One filter should suffice for most purposes if you live in a one-bedroom or two-bedroom apartment. However, suppose someone smokes cigarettes inside your home or has pets constantly shed inside the house. In that case, it might be essential to use more than one cleaner depending on how often these activities occur. The CADR rating (Clean Air Delivery Rate) on an air purifier indicates how well it can deliver clean air based on capacity.
Choose the right place for your air purifier.
You’ll need to find a location for your air purifier that will allow it to be in the open and unobstructed by furniture or walls. Measure the height, width, and depth of the area where you want to place your air purifier, and make sure that this area is large enough. Make sure there are at least two inches of clearance on all sides so that the air can freely flow into the device. Check behind any doors or windows near this space to ensure they don’t obstruct airflow.
If you’re placing your air purifier in an office setting, look for desk space or counters which offer surfaces over which the unit can sit while keeping its base free from obstruction.
One thing to remember when selecting an appropriate CADR rating is that higher ratings aren’t always better. A high CADR may not do much good if someone smokes cigarettes inside their home because these products aren’t designed to combat cigarette smoke. On the other hand, if someone lives with severe allergies, then a high CADR rating would likely be necessary to combat allergy-causing pollutants.
Get the answers to the questions.
How to choose the right size of air purifier?
So you have been tasked with finding an air purifier. Great! Now you have to figure out what size of the filter will work best in your space. Please measure the size of the room and find out how many square feet it takes up.
How much time does an air purifier take to clean the air?
CADR ratings measure an air purifier’s efficiency at removing dust particles and pollution from the air. The higher the CADR rating, the more particles it will release in a given period. A CADR rating is expressed as a number followed by ft. or m to indicate air travel distance. For example, CADR 100 ft would mean that this device can remove up to 100 particles per cubic meter of air within one hundred feet from the device.
Can an air purifier clean a whole house?
Cleaners are designed to provide the air in a single room, not an entire house. But depending on your needs, you may want to get a second cleaner if you live in a small space. As mentioned earlier, A purifier’s filter can only handle so much dust and other allergens before needing to be changed or cleaned.
The size of your living area will be a determining factor in the number of air purifiers you need. If you live in a studio with medium-high allergies, an air purifier with a CADR rating between 200-300 will suffice. If you live in a large two-bedroom apartment or higher and have severe allergies, we recommend using two filters with CADR ratings of 300-350 each.

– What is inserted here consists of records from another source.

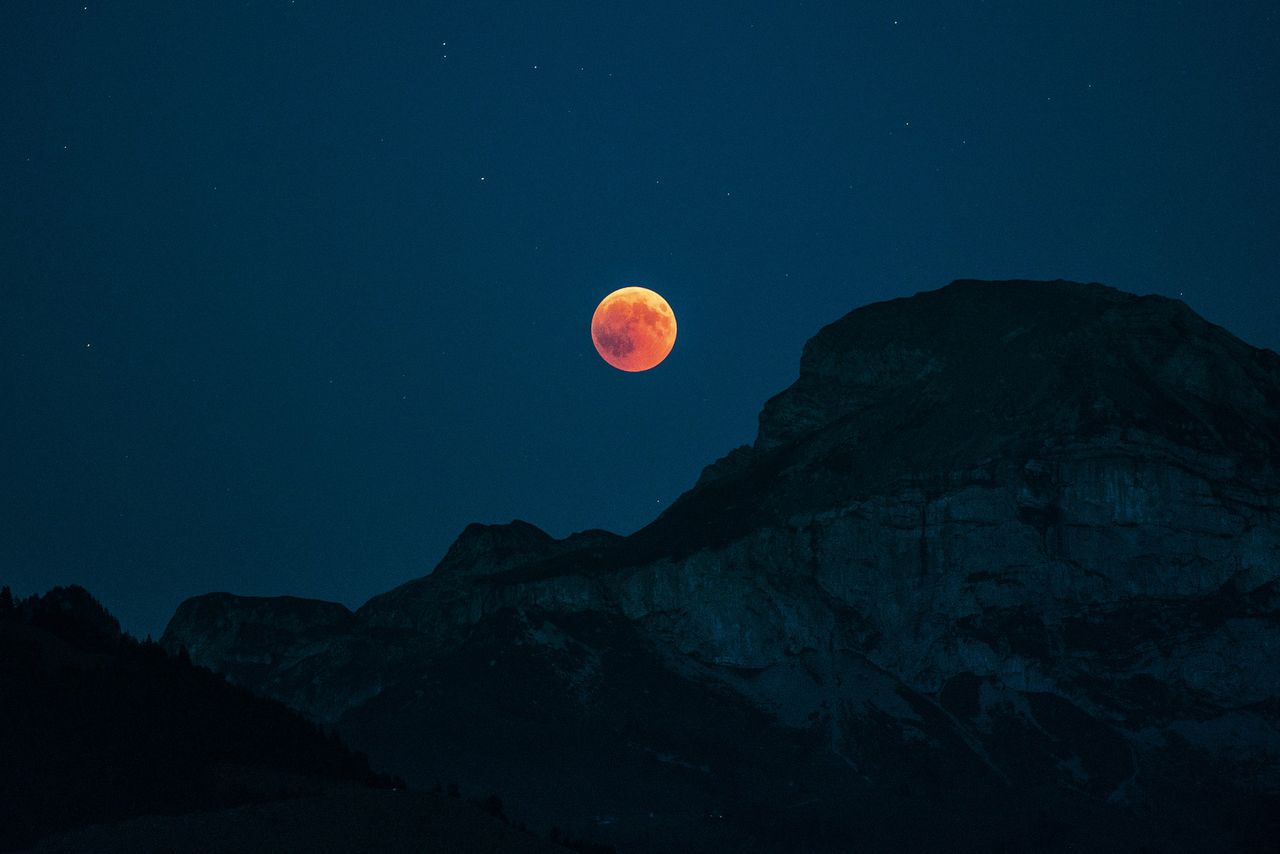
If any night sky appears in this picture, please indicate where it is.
[0,0,1280,635]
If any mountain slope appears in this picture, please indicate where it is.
[164,282,1280,850]
[0,586,563,854]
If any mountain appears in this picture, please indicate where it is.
[163,280,1280,851]
[0,586,564,854]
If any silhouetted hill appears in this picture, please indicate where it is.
[0,586,554,851]
[164,282,1280,854]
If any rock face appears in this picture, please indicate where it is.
[164,282,1280,850]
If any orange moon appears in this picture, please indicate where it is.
[591,287,676,373]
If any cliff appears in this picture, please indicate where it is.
[163,282,1280,850]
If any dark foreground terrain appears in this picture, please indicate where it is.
[0,588,564,854]
[163,282,1280,853]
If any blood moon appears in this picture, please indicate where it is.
[591,287,676,373]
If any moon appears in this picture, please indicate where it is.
[591,287,676,373]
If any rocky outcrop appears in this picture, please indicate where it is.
[165,282,1280,850]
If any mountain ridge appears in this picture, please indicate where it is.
[163,280,1280,850]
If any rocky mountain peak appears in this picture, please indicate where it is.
[755,280,1280,462]
[165,280,1280,851]
[436,519,556,572]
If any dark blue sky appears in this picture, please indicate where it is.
[0,0,1280,634]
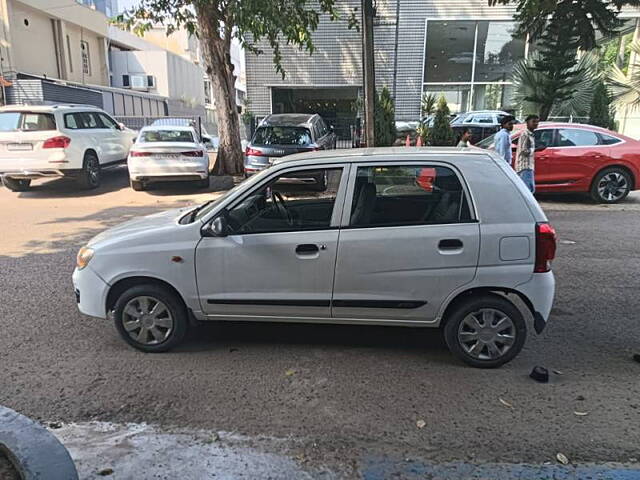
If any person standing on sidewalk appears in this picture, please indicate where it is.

Measure the dimensions of your space to help you decide what size of the filter is best for your home! For example, if you have 536 square feet, an air purifier with a CADR rating of 600 would work well.
CADR (Clean Air Delivery Rate) rates how well an air cleaner removes particles from the surrounding environment. It can range from 0-700 and tell us how many particles it captures per hour at different sizes. We use this measurement because particle size matters – they vary based on where they come from (e.g., pets vs. cooking).